Hasbro engagement broadens seniors' project management horizons
An innovative affiliation between Hasbro – one of the world’s largest and most successful toy makers – and Bryant University provides driven Bryant seniors the extraordinary opportunity to engage with high-achieving project managers in their real-world environment.
This affiliation includes an intensive mentor/mentee relationship between senior project managers, who oversee some of Hasbro’s most complex and sophisticated projects, and Bryant seniors enrolled in "Project Management Principles and Practice" – a groundbreaking course that engages and enlightens the seniors in ways no textbook could. Developed by Associate Professor of Computer Information Systems Kenneth Sousa, Ph.D., the 400-level course provides insight into the inner workings of Hasbro, one of Fast Company’s 50 Most Innovative Companies for 2016, which also has earned national recognitions for its ethical leadership, positive workplace environment, environmental stewardship and remarkable business growth.
The groundbreaking course engages and enlightens students in ways no textbook could.
“My mentor has already shown me that building your experience and knowledge of other departments of a company lead to success in a project management position,” one student reported. Another appreciated hearing from a Hasbro executive who identified what skills a good project manager possesses: diligence, being straightforward, curious, and empathetic.
Vimbainashe “Vim” Masiyiwa '17 says having a female mentor, a senior IT project manager at Hasbro, is beneficial. “We’ve discussed how to navigate as a woman in a male-dominated industry and how to be a woman in leadership.”
Connecting textbook theory to real-world business
By framing questions each week, to which their mentors respond, students discover how Hasbro applies specific business concepts, including project management and information technology, project integration management as well as the management of a project’s scope, time, cost, quality, human resources, and risk. Through analyzing and synthesizing these question-and-answer exchanges with their classmates, students connect theoretical concepts to reality, Sousa says.
Engaging with Bryant students in this course is an opportunity for Hasbro mentors to give back and to develop their own careers, says Hasbro's Timothy King, Vice President, Program Management Office, Information Technology. The company is more than toys and games. It also is a powerful Hollywood force, a prolific and forward-thinking producer of several movie and television properties. King says, “Our mentors are excited to work directly with these students who are so inquisitive and grateful for the experience.”

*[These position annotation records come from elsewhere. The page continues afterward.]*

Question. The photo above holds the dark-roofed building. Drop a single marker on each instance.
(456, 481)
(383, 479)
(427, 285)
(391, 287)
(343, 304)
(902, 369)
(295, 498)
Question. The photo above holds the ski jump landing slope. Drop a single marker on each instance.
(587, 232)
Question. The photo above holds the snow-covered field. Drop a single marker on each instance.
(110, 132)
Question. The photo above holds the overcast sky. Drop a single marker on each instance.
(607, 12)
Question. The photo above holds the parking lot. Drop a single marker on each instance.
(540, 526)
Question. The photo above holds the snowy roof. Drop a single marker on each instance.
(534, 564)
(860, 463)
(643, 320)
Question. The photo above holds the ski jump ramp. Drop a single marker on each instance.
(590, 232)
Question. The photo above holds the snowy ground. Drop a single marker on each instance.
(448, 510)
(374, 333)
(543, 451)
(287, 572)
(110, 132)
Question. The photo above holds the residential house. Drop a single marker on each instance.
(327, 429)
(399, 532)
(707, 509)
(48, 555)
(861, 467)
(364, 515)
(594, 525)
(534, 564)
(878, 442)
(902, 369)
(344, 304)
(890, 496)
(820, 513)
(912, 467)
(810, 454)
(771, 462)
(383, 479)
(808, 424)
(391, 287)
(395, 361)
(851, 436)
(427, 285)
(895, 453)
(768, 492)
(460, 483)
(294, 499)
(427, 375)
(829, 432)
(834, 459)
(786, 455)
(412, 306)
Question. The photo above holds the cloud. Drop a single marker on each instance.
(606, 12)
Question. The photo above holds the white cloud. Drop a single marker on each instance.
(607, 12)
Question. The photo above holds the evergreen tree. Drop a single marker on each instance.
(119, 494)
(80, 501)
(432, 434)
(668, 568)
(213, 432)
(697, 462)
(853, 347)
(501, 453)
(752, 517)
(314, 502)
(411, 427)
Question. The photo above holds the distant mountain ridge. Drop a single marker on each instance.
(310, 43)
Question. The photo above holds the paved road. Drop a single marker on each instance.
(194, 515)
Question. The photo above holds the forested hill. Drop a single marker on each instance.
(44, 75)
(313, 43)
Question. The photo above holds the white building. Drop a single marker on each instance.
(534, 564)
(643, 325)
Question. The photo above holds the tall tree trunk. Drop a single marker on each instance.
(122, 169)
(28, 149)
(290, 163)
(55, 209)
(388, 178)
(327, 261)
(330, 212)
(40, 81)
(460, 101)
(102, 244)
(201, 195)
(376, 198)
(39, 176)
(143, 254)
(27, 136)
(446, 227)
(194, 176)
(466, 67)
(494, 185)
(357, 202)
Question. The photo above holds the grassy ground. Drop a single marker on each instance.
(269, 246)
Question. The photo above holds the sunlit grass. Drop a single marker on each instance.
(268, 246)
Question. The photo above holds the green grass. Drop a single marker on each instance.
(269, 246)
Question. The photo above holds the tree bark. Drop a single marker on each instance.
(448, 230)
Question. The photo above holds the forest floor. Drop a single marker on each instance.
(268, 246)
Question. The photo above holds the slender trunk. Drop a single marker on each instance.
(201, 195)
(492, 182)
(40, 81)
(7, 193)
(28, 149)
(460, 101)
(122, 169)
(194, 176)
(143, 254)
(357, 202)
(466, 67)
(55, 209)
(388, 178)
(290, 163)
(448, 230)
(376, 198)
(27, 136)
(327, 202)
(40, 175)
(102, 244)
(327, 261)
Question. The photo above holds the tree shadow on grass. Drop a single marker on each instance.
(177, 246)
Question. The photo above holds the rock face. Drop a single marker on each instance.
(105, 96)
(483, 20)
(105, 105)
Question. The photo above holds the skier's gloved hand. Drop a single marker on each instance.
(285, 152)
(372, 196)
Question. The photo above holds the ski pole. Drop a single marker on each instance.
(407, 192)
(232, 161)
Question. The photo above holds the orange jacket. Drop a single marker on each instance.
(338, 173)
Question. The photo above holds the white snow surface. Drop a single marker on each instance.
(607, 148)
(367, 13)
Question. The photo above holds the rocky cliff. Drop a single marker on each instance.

The IT Career Leadership Development Initiative
A good project manager is diligent, straightforward, curious, and empathetic.
A half-day shadowing their mentors and making two presentations to Hasbro executives contribute to these exceptional experiential learning opportunities, says Sousa, who calls this course the IT Career Leadership Development Initiative. “Hasbro has had to transition its market and product strategies. In no way could the company have achieved the success it has without a disciplined strategy,” Sousa notes.
After student teams make their initial project presentations on a work breakdown structure that’s akin to a punch list, Sousa explains that the students “have 20 minutes to gather all the feedback … to develop an action plan. We’re asking them: ‘What’s your action plan? What are your next steps?’”
Learning to lead
Alexander Bronk ’17 says this class is directly applicable to his career goals. “It’s not enough to just get the questions and answers. … I need to be able to get that answer from my mentor David Adams, Project Director, Global IT Project Management; describe it; and process it with my peers. That’s very engaging.”
Sousa notes, “People have to be able to lead themselves before they lead others… professionals have to resist a ‘shoot, aim, fire’ approach and be disciplined.” By holding students accountable, as if they were working professionals, Sousa believes they will learn to lead themselves by managing deadlines, understanding expectations, and engaging in honest self-appraisals. “If they are open-minded and receptive to mentors’ and my feedback, they are rewarded with an excellent learning experience.”
Hasbro’s King says, “We are excited … to show the students how the lessons they learn in the classroom directly apply to a career in project management. There is satisfaction in building future leaders who, in turn, will mentor others someday.”